Great, thanks for your help on this.
re1. I just used the first example from the throw docs. I understand that's a problem with js, hopefully all the libs i'm using throw Error
s
re2. I just retested, waited for 3 minutes without any report. I restarted the app and I could see the report immediately. Are you sure you tested on a device, and used release, not debug? Because in debug it works fine indeed. It doesn't make any difference, but I just figured out the code in my sample repo didn't include the native changes. Just did another push with that.
re3. cool, thanks.
re 1. That is a bit confusing. I think we can do something nicer here at minimum when the object is a string, and coerce it into a RuntimeError using the string as a message, for example. Other objects will need more thought.
re 2. Ah, thanks for the clarification, I missed previously that it was in release mode. When in debug mode, React Native logs JavaScript exceptions without crashing, and instead shows the red box. however in release mode, it terminates the app by raising an exception, which is why the report is not sent until the next launch. Here is the relevant code from RCTAssert.m
. I'm still digging a little to follow this behavior, but it looks like in release mode the crash is captured at the native level instead of JS. Does this help?
It definitely does help to better understand what's going on. So basically no crash will be reported until the app is restarted. So basically no crash is ever going to be reported until the user restarts the app? I tested Sentry a few days ago, and if I remember right it (sometimes) reported crashes without having to restart the app (but sometimes it wouldn't report anything even after restarting the app).
Do you think both 1. and 2. will be fixed in a future release, or do you see any hard constraint preventing a fix?
I think we can and should do both! For 2 we can override RCTFatal
and add our own behavior. If we synchronously deliver crash reports in that block, all JS exceptions should be delivered before the app crashes.
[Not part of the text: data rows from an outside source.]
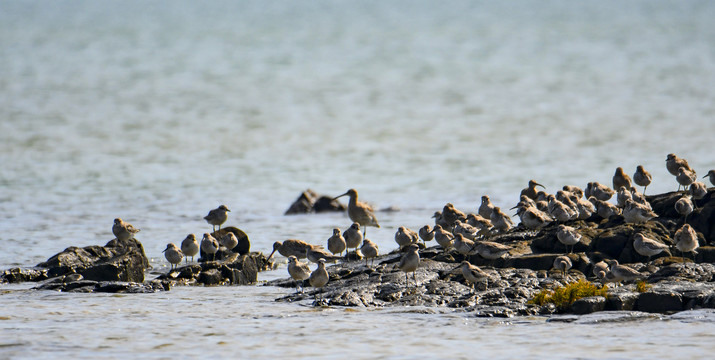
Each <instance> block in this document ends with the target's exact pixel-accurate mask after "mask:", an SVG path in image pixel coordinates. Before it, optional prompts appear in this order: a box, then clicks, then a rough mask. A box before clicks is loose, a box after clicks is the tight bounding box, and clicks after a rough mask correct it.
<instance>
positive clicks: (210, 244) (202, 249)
mask: <svg viewBox="0 0 715 360" xmlns="http://www.w3.org/2000/svg"><path fill="white" fill-rule="evenodd" d="M218 247H219V245H218V241H217V240H216V238H214V237H213V236H211V234H209V233H204V237H203V239H201V251H203V252H205V253H206V254H207V255H208V254H211V260H216V252H217V251H218Z"/></svg>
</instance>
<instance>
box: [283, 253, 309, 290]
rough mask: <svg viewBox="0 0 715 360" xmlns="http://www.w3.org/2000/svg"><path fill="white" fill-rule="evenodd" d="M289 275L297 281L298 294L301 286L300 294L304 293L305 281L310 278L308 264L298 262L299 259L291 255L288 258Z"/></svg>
mask: <svg viewBox="0 0 715 360" xmlns="http://www.w3.org/2000/svg"><path fill="white" fill-rule="evenodd" d="M288 274H290V277H291V278H292V279H293V280H294V281H295V288H296V289H295V290H296V292H298V287H299V286H300V288H301V289H300V292H303V286H302V285H303V281H304V280H305V279H307V278H309V277H310V268H309V267H308V264H306V263H302V262H300V261H298V258H296V257H295V256H293V255H291V256H289V257H288Z"/></svg>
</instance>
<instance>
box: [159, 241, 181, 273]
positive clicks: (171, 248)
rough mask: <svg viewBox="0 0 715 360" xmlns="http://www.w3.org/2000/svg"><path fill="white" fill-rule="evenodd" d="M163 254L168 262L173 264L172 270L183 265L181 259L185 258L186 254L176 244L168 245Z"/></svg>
mask: <svg viewBox="0 0 715 360" xmlns="http://www.w3.org/2000/svg"><path fill="white" fill-rule="evenodd" d="M162 252H163V253H164V257H165V258H166V260H167V261H168V262H169V264H171V270H174V269H176V268H177V267H178V266H179V265H178V264H180V263H181V259H183V258H184V254H183V253H182V252H181V250H179V248H178V247H177V246H176V245H174V243H168V244H167V245H166V249H164V251H162Z"/></svg>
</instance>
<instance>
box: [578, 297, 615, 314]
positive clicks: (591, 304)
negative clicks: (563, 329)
mask: <svg viewBox="0 0 715 360" xmlns="http://www.w3.org/2000/svg"><path fill="white" fill-rule="evenodd" d="M605 308H606V298H605V297H603V296H589V297H585V298H581V299H578V300H576V301H574V302H573V304H571V311H573V313H574V314H578V315H583V314H590V313H593V312H596V311H603V310H604V309H605Z"/></svg>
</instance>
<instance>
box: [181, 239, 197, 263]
mask: <svg viewBox="0 0 715 360" xmlns="http://www.w3.org/2000/svg"><path fill="white" fill-rule="evenodd" d="M181 252H183V253H184V256H186V262H187V263H188V262H189V256H191V261H194V256H195V255H196V254H198V253H199V242H198V241H196V235H194V234H189V235H187V236H186V238H185V239H184V241H182V242H181Z"/></svg>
I'll draft some new issues as this conversation was really helpful.
We've also experienced this error in our app on Android. Unhandled JS exceptions (throw new Error()
) are not logged in Bugsnag on Android release builds. But they also do not seem to be logged when the app is re-opened.
It works fine on iOS though, it is reported right away.
Edit: This is on React Native 0.47.2
and bugsnag-react-native 2.3.2
I saw there were a few old tickets about this, mostly for Android, but I'm having this problem also on iOS with bugsnag-react-native 2.3.0.
It's very important to get the crash when it happens, as the user might not open the app again if it crashed.
How come there still is time to log the crash to disk, but there isn't time to sent it to bugsnag?